In Moscow the authorities rejected an application from Navalny's supporters to protest in the city centre, raising the possibility that the police may disperse the rally by detaining people, as they have often done in the past.
Government plans to raise the state pension age to 60 for women and 65 for men, from the current 55 and 60, have also seen Putin's approval ratings take a major hit.
Navalny didn't take part in the protests, as he's now serving a 30-day sentence for violating public demonstration laws. A total of 452 people were detained there, while in Moscow, 43 people were held after authorities had denied an application to hold a rally, the group said.
More than 2,500 people gathered in Moscow's Pushkin Square shouting "Putin is a thief!" and "No increase in the pension age!" The ruling party also lost seats in some regional parliaments to members of the Communist Party and the Liberal Democratic Party of Russian Federation, the news agencies reported, citing election officials.
"The authorities are not listening to people and that means it's time to take to the streets", Navalny's team said in a pre-protest statement.
Video footage from the demonstration in the Siberian city of Novosibirsk showed a tense standoff between riot police and protesters, who chanted "shame, shame".

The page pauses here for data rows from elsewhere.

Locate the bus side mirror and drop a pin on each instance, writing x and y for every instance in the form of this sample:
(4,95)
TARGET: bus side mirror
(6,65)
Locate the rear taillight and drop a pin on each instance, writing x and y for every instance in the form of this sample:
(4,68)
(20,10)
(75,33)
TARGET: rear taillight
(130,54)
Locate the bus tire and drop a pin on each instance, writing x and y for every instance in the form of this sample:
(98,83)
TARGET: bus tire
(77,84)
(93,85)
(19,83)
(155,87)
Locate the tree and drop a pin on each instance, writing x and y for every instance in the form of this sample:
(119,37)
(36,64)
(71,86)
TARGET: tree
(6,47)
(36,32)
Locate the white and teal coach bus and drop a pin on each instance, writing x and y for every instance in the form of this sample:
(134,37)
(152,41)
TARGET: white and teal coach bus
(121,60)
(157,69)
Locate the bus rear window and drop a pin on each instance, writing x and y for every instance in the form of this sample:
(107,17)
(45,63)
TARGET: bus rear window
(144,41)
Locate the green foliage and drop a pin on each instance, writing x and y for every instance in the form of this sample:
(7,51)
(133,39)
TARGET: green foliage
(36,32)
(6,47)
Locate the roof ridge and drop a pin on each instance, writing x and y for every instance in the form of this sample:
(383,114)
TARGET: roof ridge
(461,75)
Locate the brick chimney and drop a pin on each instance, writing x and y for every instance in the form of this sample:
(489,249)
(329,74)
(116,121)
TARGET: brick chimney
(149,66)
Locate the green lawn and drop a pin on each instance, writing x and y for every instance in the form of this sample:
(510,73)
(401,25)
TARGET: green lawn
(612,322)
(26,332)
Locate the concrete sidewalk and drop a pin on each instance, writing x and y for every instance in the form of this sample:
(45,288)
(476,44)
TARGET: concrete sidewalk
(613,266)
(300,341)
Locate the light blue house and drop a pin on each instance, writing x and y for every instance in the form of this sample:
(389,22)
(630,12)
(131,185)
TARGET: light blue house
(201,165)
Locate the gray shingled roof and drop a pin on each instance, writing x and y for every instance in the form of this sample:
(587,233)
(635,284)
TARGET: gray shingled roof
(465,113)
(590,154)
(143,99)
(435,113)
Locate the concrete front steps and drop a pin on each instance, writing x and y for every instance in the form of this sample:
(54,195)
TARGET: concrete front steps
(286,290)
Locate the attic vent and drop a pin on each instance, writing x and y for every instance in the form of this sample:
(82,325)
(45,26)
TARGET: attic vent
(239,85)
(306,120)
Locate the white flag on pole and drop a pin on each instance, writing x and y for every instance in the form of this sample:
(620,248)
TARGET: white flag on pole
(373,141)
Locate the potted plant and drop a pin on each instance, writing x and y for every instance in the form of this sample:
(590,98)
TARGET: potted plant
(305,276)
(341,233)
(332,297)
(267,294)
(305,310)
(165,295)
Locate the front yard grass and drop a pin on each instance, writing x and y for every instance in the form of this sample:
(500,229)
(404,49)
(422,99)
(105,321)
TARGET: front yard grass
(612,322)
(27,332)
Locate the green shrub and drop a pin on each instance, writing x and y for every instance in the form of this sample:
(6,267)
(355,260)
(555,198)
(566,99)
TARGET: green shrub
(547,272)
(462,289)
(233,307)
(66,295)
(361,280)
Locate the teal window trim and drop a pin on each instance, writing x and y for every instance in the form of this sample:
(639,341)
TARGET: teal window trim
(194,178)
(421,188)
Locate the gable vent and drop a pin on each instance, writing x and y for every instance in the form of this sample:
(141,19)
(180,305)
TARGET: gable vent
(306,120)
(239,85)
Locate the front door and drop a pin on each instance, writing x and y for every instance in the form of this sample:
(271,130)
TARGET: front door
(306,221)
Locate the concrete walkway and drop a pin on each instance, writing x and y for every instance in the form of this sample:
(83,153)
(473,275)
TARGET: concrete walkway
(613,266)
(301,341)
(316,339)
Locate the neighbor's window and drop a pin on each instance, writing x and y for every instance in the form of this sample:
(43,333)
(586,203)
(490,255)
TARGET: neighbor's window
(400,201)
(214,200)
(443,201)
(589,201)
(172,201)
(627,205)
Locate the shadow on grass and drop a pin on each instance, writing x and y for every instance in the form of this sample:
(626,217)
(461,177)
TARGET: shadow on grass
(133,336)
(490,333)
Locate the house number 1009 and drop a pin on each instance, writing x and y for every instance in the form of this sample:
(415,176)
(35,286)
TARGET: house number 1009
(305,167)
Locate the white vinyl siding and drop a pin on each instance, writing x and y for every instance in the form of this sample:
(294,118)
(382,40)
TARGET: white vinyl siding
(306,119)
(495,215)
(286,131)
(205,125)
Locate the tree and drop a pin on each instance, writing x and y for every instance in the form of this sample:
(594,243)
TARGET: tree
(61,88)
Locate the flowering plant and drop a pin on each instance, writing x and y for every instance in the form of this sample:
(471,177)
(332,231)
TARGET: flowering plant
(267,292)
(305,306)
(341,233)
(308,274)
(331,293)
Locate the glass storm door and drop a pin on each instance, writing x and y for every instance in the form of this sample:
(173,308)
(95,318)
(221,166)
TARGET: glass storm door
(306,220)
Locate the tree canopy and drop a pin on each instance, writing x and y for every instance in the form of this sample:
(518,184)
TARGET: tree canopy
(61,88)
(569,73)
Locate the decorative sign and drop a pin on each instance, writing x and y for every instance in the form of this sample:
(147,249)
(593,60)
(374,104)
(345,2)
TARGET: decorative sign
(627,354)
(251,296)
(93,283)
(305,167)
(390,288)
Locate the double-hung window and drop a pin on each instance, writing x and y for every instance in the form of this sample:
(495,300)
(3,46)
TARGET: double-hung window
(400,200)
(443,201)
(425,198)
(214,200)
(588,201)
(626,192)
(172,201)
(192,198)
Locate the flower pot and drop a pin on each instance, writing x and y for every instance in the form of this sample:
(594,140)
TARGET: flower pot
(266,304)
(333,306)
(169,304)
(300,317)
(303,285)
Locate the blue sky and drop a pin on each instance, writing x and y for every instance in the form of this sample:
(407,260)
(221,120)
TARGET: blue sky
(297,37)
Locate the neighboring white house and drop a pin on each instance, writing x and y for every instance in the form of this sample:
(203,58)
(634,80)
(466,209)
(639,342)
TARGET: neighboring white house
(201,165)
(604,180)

"I have come here to protest against the pension reform, I have to live in this country and I want to have hope for the future and a good old age", said 22-year-old Nikolai Borodin.
Ahead of the vote a Moscow court jailed Navalny for 30 days, just a couple weeks before he planned to stage a rally against a deeply controversial pension reform on election day.
It is known that two criminal cases over the use of violence against police officers are initiated.
Fourteen journalists were detained and another three beaten up, said the Trade Union of Journalists and Media Employees, an independent group. The president responded by offering some concessions, but argued that the age hike is necessary because rising life expectancy in Russian Federation could exhaust pension resources if the eligibility age remains the same.
The scale of the electoral setbacks for United Russia is "a unique situation", said Dmitry Orlov, a political analyst who's a member of the party's supreme council.